Six bars work with police to halt use of fake IDsby David L. Teibel on Mar. 13, 2009, under Local, Taste
Educating area youths about the consequences of using a fake ID to get a drink is the point of the “Fake I.D. 101″ campaign announced at a Thursday news conference on North Fourth Avenue, home to a number of bars popular among thirsty youths.
The campaign began Thursday and runs through May 16.
Every Wednesday night through Saturday night, police officers will work with staff at six bars participating in the campaign. The officers and bar staff will work to spot fake identification used to get into the bar and get served, said Chuck Palm, with the Pima Prevention Partnership, one of the campaign sponsors.
Officers will issue citations and confiscate fake identification, Palm said.
“We believe that if young people know some of the consequences to them for getting caught trying to pass a fake ID card, they will be less likely to try,” Tucson police Officer Hank Masek said in a Pima Prevention Partnership news statement on the program.
“One problem that has persisted for some time now is underage drinking and the use of fake IDs,” said Richard Fimbres, director of the Governor’s Office of Highway Safety. “Underage drinking is the number one substance abuse problem among Tucson youth ages 16 to 20.”

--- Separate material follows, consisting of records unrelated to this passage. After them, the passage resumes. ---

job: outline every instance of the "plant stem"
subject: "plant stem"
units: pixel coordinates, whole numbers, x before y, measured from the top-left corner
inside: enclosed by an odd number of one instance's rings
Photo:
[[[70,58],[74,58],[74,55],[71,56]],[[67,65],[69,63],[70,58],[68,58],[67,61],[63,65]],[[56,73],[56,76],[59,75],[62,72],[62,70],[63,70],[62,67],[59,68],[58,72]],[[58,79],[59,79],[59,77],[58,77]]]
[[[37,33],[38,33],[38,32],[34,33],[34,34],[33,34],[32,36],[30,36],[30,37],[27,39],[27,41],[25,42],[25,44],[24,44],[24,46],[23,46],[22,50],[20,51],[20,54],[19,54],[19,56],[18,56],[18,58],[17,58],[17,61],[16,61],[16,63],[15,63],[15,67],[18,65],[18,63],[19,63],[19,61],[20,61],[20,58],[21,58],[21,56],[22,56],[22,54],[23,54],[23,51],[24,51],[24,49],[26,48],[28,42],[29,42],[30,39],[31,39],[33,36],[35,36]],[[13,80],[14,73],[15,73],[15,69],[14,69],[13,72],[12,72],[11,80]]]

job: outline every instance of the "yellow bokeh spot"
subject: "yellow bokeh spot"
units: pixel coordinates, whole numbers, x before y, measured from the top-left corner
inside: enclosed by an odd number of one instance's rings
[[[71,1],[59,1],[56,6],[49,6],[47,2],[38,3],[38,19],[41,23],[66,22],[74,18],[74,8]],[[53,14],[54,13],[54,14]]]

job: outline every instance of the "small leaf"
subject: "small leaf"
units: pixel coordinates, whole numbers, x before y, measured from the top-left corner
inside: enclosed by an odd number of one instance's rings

The consequences of getting caught using fake identification or identification belonging to someone else who is of legal drinking age will be posted on sandwich board signs outside six “hot-spot” Tucson bars and on posters in the bars’ windows, Palm said.
For those caught by police with a fake ID, those consequences include mandatory six-month suspension of their driver’s license, fines and court fees that can mount to $1,065 and may lead to higher auto insurance rates, loss of a scholarship and a criminal record, the signs and posters say.
The news conference was held outside one of the hot-spot bars, O’Malley’s On Fourth, on North Fourth Avenue near East Eighth Street.
O’Malley’s general manager Bourke Floyd said, “We want O’Malley’s and the Fourth Avenue area to be known as a safe area.”
O’Malley’s is participating in the fake ID campaign, as are Maloney’s On Fourth and The Hut, also on North Fourth near Eighth Street; The Wildcat House on North Stone Avenue near East Grant Road; the Cactus Moon Cafe on East Broadway near Craycroft Road; and Sam Hughes Place Championship Dining on North Campbell Avenue near East Sixth Street, said Kim Briamonte, also with the Pima Prevention Partnership.
“They want to reduce underage drinking, just as we do,” Briamonte said.
Palm said the campaign is funded through a three-year federal grant for $920,000.
Under the grant, a study was done from Nov. 20 to Dec. 16 at five of the six hot-spot bars.
The study showed that of 23,301 patrons going to that bar, 92 of them were found to be using fake identification to get served.